Est-ce pour autant une victoire de l’Etat de Droit sur l’arbitraire ? Du respect de la séparation des pouvoirs ? De la liberté politique, dont la condition essentielle est une certaine distribution des trois pouvoirs, pour reprendre les mots de Montesquieu ? D’un point de vue formel, peut-être. Probablement aussi sous l’aspect symbolique puisque le pouvoir judiciaire a réaffirmé, une fois encore, la primauté du Droit, de l’égalité de chacun face à Loi. Mais d’un point de vue substantiel ? L’article 1er de la Loi, listant les actes pour lesquels le premier ministre ne peut se présenter en audience, demeure. Le juge ne pourra se prononcer qu’en conformité à cette liste. De même, les notions d’actes préparatoires, connexes et subséquents sont toujours de vigueur. Comment le juge pourra-t-il concilier ces notions, cette liste d’actes prédéterminés avec sa libre faculté d’évaluation au cas par cas ? Mystère.

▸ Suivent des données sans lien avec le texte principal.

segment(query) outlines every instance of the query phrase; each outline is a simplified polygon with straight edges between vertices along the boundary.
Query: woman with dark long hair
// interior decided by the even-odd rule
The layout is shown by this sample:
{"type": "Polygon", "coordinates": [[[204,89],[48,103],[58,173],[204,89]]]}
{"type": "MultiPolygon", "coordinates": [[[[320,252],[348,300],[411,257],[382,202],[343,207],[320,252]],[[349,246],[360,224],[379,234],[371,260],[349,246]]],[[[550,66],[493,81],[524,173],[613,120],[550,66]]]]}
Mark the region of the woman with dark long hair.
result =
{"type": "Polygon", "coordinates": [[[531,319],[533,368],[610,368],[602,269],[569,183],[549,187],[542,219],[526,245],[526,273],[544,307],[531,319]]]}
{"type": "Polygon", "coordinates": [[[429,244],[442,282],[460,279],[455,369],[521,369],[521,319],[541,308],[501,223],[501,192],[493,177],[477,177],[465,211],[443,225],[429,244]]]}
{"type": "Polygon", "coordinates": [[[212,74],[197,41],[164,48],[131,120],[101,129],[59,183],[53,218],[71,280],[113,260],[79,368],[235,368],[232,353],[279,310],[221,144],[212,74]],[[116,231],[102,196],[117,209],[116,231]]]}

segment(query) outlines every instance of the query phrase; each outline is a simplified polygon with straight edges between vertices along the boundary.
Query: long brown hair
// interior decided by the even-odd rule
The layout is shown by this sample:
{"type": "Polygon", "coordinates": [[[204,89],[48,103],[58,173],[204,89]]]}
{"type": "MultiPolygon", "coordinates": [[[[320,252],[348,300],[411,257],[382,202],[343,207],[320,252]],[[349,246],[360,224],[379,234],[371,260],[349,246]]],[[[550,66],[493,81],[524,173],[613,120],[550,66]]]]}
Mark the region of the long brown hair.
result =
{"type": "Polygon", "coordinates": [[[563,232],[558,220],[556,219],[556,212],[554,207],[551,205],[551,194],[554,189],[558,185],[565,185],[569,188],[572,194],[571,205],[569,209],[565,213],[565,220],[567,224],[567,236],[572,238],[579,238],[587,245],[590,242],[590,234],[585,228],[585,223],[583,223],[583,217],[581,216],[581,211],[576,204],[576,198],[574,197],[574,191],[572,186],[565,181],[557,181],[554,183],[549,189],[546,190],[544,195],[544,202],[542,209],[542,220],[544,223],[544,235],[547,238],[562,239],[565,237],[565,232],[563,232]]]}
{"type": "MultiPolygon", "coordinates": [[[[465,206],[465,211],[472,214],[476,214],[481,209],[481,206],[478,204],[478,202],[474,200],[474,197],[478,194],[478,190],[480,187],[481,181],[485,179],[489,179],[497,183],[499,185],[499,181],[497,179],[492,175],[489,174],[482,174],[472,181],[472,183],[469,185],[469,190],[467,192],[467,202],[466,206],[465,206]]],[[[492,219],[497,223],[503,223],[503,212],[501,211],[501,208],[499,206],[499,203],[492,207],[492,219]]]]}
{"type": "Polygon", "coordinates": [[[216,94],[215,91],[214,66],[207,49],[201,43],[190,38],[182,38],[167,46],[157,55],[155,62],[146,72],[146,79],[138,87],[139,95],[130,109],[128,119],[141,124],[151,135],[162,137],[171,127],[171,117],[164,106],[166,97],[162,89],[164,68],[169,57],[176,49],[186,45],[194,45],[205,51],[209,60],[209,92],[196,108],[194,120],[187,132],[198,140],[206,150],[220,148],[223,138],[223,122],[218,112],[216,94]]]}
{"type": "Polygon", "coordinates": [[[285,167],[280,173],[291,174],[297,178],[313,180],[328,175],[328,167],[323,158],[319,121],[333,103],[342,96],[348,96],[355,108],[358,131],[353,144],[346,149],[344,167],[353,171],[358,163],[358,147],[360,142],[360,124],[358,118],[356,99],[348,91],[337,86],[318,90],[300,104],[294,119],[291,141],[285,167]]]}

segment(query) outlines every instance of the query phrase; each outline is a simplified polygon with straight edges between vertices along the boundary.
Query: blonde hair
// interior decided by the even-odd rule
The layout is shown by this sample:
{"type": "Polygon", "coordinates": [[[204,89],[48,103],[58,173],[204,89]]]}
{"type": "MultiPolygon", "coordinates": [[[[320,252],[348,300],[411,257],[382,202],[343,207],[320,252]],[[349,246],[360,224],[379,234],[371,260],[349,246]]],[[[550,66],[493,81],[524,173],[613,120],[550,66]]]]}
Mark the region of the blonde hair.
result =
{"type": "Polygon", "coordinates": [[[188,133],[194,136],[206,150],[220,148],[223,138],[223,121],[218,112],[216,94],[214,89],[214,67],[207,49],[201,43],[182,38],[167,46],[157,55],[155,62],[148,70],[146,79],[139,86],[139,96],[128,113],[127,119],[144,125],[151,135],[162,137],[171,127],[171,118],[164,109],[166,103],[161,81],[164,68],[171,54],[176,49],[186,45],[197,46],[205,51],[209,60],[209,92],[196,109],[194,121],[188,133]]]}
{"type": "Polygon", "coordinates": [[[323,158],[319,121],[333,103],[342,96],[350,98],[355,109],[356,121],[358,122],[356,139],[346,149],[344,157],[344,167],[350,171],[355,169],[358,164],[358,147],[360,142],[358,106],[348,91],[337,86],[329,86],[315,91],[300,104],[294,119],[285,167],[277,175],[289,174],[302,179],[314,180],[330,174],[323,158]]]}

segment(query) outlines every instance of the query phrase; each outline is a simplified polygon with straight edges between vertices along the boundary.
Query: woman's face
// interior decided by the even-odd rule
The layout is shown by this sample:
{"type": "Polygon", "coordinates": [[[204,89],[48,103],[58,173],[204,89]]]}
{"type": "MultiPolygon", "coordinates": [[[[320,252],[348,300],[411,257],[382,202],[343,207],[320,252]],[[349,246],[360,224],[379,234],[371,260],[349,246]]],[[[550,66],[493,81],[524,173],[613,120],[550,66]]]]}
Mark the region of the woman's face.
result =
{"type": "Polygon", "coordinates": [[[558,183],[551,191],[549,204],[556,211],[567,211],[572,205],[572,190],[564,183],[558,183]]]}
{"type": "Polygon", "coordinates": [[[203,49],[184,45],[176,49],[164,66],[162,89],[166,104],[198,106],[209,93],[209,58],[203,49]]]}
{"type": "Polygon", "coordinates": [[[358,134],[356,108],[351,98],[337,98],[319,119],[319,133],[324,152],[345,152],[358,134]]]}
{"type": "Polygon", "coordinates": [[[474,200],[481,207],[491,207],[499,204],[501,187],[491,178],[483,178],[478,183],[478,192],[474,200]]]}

En conclusion, il y a fort à parier que M. Berlusconi ne manquera pas d’empêchements légitimes, d’actes préparatoires, connexes et subséquents à soumettre aux jugex d’ici mars 2012, date à laquelle le dernier de ses procès pendants devra impérativement atteindre le stade de la Cassation, sous peine de mourir de sa belle mort. Foudroyé par la prescription. L’allumette aura alors cessé de brûler. Définitivement.